Snape moved towards Winston, narrowing his eyes in anger. Harry flung out an arm to still him, putting his other on his hip once more.
"Winston, do you realize how dangerous something like this could be?"
Snape stared at Harry. "Really, it takes this to make the Boy-Who-Lived think rationally."
Ignoring his professor, Harry was about to go on when a loud bang stilled everyone's movements. Turning, he saw a broken chandelier covering a table. The masked phantom jumped off of it and ran for the door. Harry turned back to Winston.
"Is there a way to fix this, Winston?"
The boy nodded. "Sorry about this." Winston reached out and pinched Harry's arm sharply.

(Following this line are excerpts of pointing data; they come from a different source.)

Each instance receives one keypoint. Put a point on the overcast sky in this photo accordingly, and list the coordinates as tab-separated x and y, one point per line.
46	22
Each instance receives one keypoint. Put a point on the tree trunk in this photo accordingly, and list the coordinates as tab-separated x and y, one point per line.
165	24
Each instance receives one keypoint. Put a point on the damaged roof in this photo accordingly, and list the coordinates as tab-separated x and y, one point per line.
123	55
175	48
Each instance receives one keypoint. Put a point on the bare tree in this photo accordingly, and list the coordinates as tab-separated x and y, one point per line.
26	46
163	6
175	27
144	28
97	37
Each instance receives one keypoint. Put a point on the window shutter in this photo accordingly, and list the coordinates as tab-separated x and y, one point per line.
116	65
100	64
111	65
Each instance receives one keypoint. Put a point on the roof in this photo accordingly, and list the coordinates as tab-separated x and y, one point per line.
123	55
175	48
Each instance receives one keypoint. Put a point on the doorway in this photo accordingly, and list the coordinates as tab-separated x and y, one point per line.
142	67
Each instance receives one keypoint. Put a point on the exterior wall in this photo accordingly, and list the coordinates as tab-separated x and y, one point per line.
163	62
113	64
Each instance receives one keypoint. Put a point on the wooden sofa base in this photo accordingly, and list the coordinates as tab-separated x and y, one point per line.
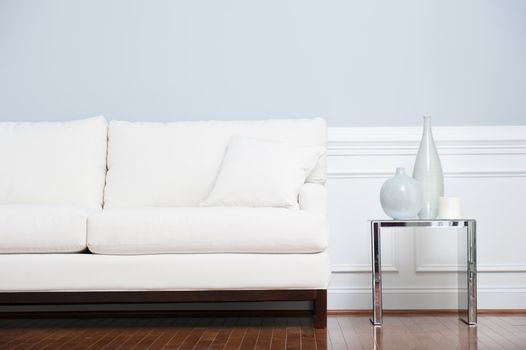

"Oww!" Harry exclaimed before realizing it didn't hurt.
Suddenly awakened, Harry sat up and tipped over on to the floor. The smell of perfume and incense assaulted his senses, and he blinked for a moment.
"What the bloody hell was that?" Harry muttered, shaking his head as he pushed upright. "Hermione doesn't even have a brother! Hell, that was insane."
Glancing around, he noticed everyone staring at him. Ron looked a mix of concerned and as though he thought his friend mental. Trelawney swept up to Harry, startling him and causing him to fall down on to his pouf, knocking against the table and unsettling their teacups.
"What is it, my dear boy? Death? Agony or anguish, perhaps? The power of my room can show so much. It was a vision, no doubt?"
Harry shook his head once more. "Merlin, I hope not."
A/N: Thank you for reading and hope you liked the craziness!